© Or Goldenberg
Naar aanleiding van de protesten en onlusten in en rond de gebouwen van de Universiteit van Amsterdam van de afgelopen weken stond ik onlangs een journalist van het NRC Handelsblad te woord. De vier vragen die hij me stelde, dwongen mij mijn gedachten te ordenen over het woedende wespennest dat het Israëlisch-Palestijnse conflict is sinds 7 oktober, toen Hamas een orgie van geweld in het zuiden van Israël lanceerde, en het toch al volatiele, gepolariseerde ideologische landschap van Nederland heeft opgejuind. Omdat maar een klein deel van dat interview uiteindelijk in de krant terecht is gekomen, en omdat ik vermoed dat mijn eigen worsteling met dit onderwerp bij meer mensen resoneert, heb ik besloten mijn antwoorden in de vorm van een zelfinterview alsnog aan het papier toe te vertrouwen.
Om maar meteen met de deur in huis te vallen: wat vind je van het vandalisme van de demonstranten?
Dat is een vraag met veel vooronderstellingen.
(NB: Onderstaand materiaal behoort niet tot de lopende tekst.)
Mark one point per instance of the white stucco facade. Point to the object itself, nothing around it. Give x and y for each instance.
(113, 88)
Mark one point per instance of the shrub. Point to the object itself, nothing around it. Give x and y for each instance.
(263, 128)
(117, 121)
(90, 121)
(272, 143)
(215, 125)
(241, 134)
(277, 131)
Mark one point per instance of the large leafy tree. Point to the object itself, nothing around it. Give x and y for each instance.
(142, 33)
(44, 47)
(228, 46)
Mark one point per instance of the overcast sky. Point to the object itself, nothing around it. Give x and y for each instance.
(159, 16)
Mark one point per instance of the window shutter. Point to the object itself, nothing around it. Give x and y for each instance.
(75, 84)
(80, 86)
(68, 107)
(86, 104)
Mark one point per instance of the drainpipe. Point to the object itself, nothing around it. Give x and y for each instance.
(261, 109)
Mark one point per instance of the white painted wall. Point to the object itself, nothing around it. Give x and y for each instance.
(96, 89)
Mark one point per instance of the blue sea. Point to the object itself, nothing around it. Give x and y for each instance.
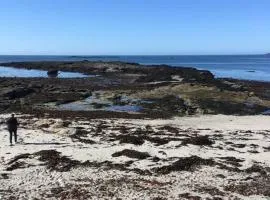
(248, 67)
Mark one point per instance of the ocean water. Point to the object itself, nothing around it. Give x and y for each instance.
(249, 67)
(25, 73)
Die een wedervraag oproepen: hoe weet jij dat het vandalisme is geïnitieerd door de demonstranten? Het is onthutsend om te zien hoe snel de toch al geringe sympathie voor de protesten op de socials is weggeëbd na de beelden van vandalisme die circuleerden na zowel de protesten van maandag 6 mei op het Roeterseiland, dinsdag 7 mei in de Amsterdamse binnenstad en maandag 13 mei, opnieuw op het Roeterseiland. Met name het vandalisme van 13 mei, in het A-gebouw van de Roeterseilandcampus, sloeg alles. De beelden toonden in het zwart geklede mannen en vrouwen die in de centrale hal alles systematisch in elkaar sloegen, meubilair sloopten en muren, bureaus en ramen met spuitbussen bekladden. Het was voor veel neutrale toeschouwers de druppel die een toch rijkelijk gevulde emmer deed overlopen.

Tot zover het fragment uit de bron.